Wednesday, December 17, 2008 - New York Update - 12:55 PM EST EURUSD is through 1.4200 resistance by quite a healthy margin on a very convoluted fundamental story. So while EURUSD sorts itself out, I think it's best to take a step back and focus our attention elsewhere. The bond market continues its meteoric rise sending yields to new historic lows in each passing session. And as US yields are driven lower, we need to continue focusing on the pair that will give us the most bang for the buck; or in this case bang for the Yen.

As the bond traders scream from the rooftops that risk aversion is still king, we need to continue to look lower in the equity markets. Keep in mind that fixed income markets are a leading indicator to equity markets. So if US yields and equities are headed lower, the safe haven currency in Q3 and Q4 '08 has been the dollar . But recently the talk around the trading desks is that repatriation and forced liquidations in short dollar positions in this deleveraging environment is mostly over. So as the demand for dollar wanes as we slash federal funds to zero, the world is like to turn back to the traditional safe haven currency - the Yen.

Take a look at the EURJPY cross. You will see that 130.00 resistance is standing guard just above ready to cap any advance.

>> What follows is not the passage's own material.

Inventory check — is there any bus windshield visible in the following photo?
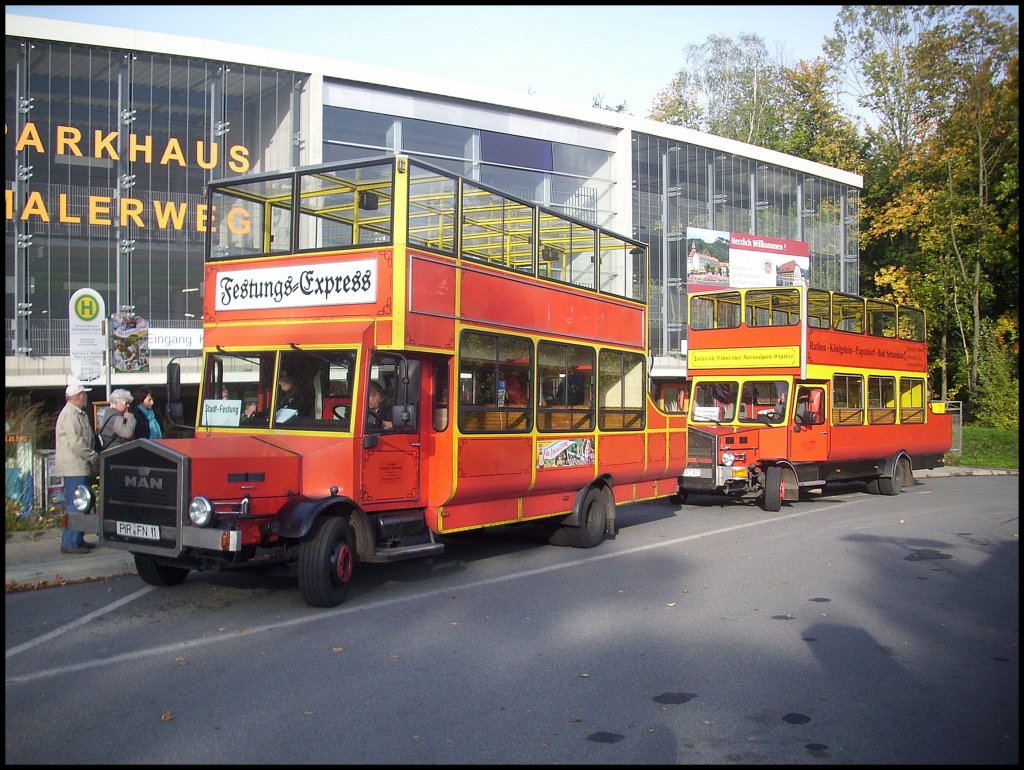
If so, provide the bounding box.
[200,350,355,431]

The similar level in the S&P is 1000. So if equities, bond yields, the dollar, and EURJPY are all headed either lower or for further consolidation, the play is not long EURUSD, it's short USDJPY. Remember to the less the cross be your guide as to which of the dollar legs to trade. A lower EURJPY in a weakening dollar environment points you towards short USDJPY, as opposed to being long EURUSD. A strong EURJPY in a weakening dollar environment points you towards long EURUSD, and not short USDJPY.

You will notice I am counting USDJPY as an impulsive move lower. You may also notice that the substructure labels of trend waves 1 and 3 are labeled with letters. Impulses are labeled with numbers, not letters, right? Well not in the case of an ending diagonal. Please refer to page 36 in Prechter's Elliott Wave Principle.

Wave C-of-3 looks to be targeting Fib support at 80.80-79.75. I will be focusing in on USDJPY looking for short opportunities provided the current market relationships remain somewhat intact. TG.

Tuesday, December 16, 2008 - New York Closing Update - 4:56 PM EST The FOMC cut the overnight funds rate to a target zone of 0.00-0.25%, which equates to a full 75 bps cut as I called for on BNN on this afternoon, and even venturing into the territory of a 100 bps cut. We seem to be returning to the traditional currency market driver of trading based on interest rate differentials, as opposed to trading growth differentials, which has been our overriding theme in recent months. EURUSD exploded through any and all resistance levels in this highly illiquid, highly under-participated move supporting this theory. The explosive upside action in the 30 year bond following the Fed also supports this theory. If investors are truly worried about the fed reflating the economy at the expense of the US dollar, then investors would not be moving so rapidly into the long dated maturities - especially at a yield of 2.874%. On a side note, I do not believe we have seen the bottom in the stock market as fixed income traders are clearly signaling risk aversion. But the relationship in the dollar to higher equities and higher fixed income seems to in place after today's price action. But what I am curious to see going forward is if EURUSD is moving higher with equities, or if EURUSD is moving higher purely as a function of interest rate differentials?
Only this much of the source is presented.